The resolution merely ” affirms… the importance of participation … of Commonwealth and other foreign judges, defence lawyers, and authorized prosecutors and investigators.”
The 2,235-word resolution underlines the “importance,” but does not insist on having independent foreign judges and prosecutors.
However, it also notes that the Sri Lankan government’s willingness to give each mechanism “the freedom to obtain assistance, both financial, material and technical from international partners including the OHCHR; and affirms that these commitments, if implemented fully and credibly, will help to advance accountability for serious crimes by all sides and help achieve reconciliation.”
Prime Minister Ranil Wickremesinghe on Tuesday rejected a UN call for international involvement in an investigation into alleged war crimes said to have been committed in the final stages of the island’s separatist war.
Ranil Wickremesinghe said talks were under way to establish a credible domestic mechanism to investigate abuses during the decades-long conflict with Tamil separatist rebels that ended in May 2009.
“There is nothing to be got from abroad,” Wickremesinghe said, after a damning UN report recommended Colombo allow international experts to assist its domestic investigation.
“The media says hybrid (inquiry), but it is not hybrid,” said Wickremesinghe, after UN rights chief Zeid Ra’ad Al Hussein asked the government to establish “a hybrid special court, integrating international judges, prosecutors, lawyers and investigators”.
Wickremesinghe could celebrate the fact that the word “hybrid” is not anywhere in the resolution although the UNHRC had used the term last week.
Members of Sri Lanka’s Tamil minority say they do not trust a local inquiry to reach the truth about the conflict, in which more than 100,000 people died.

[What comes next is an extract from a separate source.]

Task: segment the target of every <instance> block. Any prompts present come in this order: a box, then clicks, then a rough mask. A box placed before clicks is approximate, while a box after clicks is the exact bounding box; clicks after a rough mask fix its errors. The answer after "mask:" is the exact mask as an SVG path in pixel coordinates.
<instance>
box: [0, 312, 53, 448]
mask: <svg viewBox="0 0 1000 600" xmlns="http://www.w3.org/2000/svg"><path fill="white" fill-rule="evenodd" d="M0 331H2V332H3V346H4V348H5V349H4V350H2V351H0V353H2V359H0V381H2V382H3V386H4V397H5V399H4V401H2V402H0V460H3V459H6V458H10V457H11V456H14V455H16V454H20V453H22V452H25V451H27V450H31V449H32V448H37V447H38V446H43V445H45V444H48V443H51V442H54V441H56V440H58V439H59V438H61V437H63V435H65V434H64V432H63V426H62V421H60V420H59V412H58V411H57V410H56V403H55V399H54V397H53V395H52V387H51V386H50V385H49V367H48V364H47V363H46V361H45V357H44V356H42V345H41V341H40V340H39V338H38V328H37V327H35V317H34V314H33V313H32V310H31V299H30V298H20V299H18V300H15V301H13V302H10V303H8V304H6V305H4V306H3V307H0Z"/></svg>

President Maithripala Sirisena’s new government has vowed to punish war criminals, in contrast to his hawkish predecessor Mahinda Rajapakse who had insisted that not a single civilian was killed by troops under his command.
Sri Lanka became an international pariah after repeatedly resisting calls for a credible probe into the horrendous crimes, including the killing of at least 40,000 Tamil civilians in the final months of the war.
But in a major shift Washington last month announced it would support Colombo’s plans for a domestic inquiry, which is also supported by neighbouring India.
When Sirisena came to power in January — backed strongly by the Tamils — he promised to restore human rights and the rule of law as well as mend fences with regional power India and the West.
His government has proposed a series of new measures to promote reconciliation and accountability after accusing the previous administration of breaking promises to deliver justice.
Wickremesinghe said he expected the United States to move a resolution at the ongoing UN rights council sessions backing his administration.
“Discussions are going on in Geneva so I don’t want to talk about it, but we hope the US will bring a consensus resolution on Sri Lanka,” he said.
The new government announced last week that it would set up a South African-style truth commission, a war reparations office and a commission on missing people.